I find much meaning in John Mayer's old song, "Something's Missing", from that album 'Heavier Things', maybe because it is something that reminds me of the situation I find myself in.I wish there was an over-the-counter test
For loneliness...
For loneliness like this--some crazy line I find profound from Mayer's "Something's Missing"
I'm a slightly neurotic, loneliness-denying bastard who's losing respect for myself. I feel so bad about it, I can't even admit to the fact that I'm growing increasingly enamored about a certain person, yet trying all I can to stay rational while thoughts of her run through my head. It's mad, it's crazy, and its happening to me.
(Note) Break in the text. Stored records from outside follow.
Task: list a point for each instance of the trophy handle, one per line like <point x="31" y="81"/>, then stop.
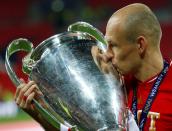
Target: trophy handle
<point x="89" y="29"/>
<point x="25" y="45"/>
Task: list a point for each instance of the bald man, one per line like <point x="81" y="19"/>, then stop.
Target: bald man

I want to do something, yet the fear of rejection and failure is there. I think of it too much that I lose track of what is practical and real. And the best thing about it all, is that I don't even have a clue as to what to do. I can easily tell people what to do when they seek my advice, yet when it comes to fixing my own life, I fall miserably short of the things I would've expected from myself.How come everything I think I need
Always comes with batteries?
Why, what do you think it means?--another crazy line I find much meaning in
Shit. I feel like an abject failure.
I feel so gawd-awful bad today, that I sometimes wish I were just a rock that feels no emotions, no sadness, no longing at all. But the reality is that, I'm here, and starting to have feelings for somebody, yet doing all I can to make sense of it and go through it in a rational manner.
Truth is, I feel that rationalizing, or rather, looking for logic in all this is turning out to be a pointless affair. I need not look far; my experience with [bleep] taught me that.
I could just let go and let myself be run by my emotions. But that would be madness.